While there are, as yet, no indications that poomsae will get the Olympic nod, the growth was very clear to see at the 10th WTF World Taekwondo Poomsae Championships, in Lima, Peru, which boasted a record number of athletes and teams.
Munoz took gold in the individual freestyle – defending the gold medal she had won at the two years earlier. Having now won gold at two consecutive world championships and many national titles, Munoz is now a well-established name in freestyle poomsae.
She trains six hours a day and is always pushing herself to improve. “I worked hard on jumping higher,” she said. “I wanted to showcase getting comfortable in the air and not being afraid of going higher.”
Munoz choreographs her own routines with her mother. Only then does she share them with her coach, Barbara Brand, to check what looks good and what does not – the end result is 80 percent of her final program comes from herself. This allows her to focus her routine on what she believes are winning elements such as soaring jumps and cartwheels – while making sure the routine is “practical” and not too “crazy.”

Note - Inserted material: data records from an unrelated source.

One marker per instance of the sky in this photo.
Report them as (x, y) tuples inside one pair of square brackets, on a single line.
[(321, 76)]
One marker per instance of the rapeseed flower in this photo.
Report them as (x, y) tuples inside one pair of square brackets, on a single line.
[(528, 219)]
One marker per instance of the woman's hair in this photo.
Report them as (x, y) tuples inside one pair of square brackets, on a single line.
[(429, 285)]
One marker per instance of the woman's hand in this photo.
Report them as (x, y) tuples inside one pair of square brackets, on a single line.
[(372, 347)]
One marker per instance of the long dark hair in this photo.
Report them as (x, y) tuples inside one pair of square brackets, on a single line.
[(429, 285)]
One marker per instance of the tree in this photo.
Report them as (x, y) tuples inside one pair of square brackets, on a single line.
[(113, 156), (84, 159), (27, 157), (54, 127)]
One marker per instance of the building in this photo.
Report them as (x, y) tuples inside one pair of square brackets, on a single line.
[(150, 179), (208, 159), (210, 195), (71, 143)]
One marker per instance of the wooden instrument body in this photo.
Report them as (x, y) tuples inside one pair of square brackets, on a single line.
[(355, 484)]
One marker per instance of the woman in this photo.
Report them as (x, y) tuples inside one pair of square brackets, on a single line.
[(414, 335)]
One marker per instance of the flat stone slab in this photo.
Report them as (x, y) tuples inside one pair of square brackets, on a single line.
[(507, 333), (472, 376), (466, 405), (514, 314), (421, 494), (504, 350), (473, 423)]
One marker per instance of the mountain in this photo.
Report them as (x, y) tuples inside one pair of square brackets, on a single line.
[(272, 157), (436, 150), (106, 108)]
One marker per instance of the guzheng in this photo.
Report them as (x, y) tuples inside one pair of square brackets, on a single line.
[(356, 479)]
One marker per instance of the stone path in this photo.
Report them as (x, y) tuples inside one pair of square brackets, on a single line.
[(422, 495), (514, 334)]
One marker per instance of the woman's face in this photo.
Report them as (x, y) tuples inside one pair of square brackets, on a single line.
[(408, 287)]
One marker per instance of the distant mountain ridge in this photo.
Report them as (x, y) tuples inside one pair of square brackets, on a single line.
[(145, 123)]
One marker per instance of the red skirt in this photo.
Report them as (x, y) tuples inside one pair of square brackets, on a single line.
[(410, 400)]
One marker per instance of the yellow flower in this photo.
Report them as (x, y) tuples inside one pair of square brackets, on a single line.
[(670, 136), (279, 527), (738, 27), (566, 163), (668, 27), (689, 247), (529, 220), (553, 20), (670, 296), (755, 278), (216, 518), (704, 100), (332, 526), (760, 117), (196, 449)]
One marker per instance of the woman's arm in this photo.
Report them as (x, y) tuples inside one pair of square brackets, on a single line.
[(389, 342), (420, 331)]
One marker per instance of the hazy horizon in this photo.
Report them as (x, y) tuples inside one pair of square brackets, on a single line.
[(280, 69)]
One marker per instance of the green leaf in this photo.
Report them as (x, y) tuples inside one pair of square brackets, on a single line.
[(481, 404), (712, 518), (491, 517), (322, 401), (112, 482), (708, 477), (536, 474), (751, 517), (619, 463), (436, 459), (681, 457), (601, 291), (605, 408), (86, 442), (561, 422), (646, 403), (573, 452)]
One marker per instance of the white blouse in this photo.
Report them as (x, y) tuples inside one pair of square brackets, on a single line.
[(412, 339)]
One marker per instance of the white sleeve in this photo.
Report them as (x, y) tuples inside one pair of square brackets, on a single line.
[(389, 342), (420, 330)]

Munoz believes it’s important there are effective fighting applications in her routine: “That’s part of tradition.” But it is the freedom freestyle offers her that really attracts her to the sport. “Freedom to express yourself, with your music choice,” she advised. “If you want the audience to feel something, you put in emotion.”
At just 20, Munoz continues to hope that one day she will have the chance to express herself and light up the audience on the Olympic stage.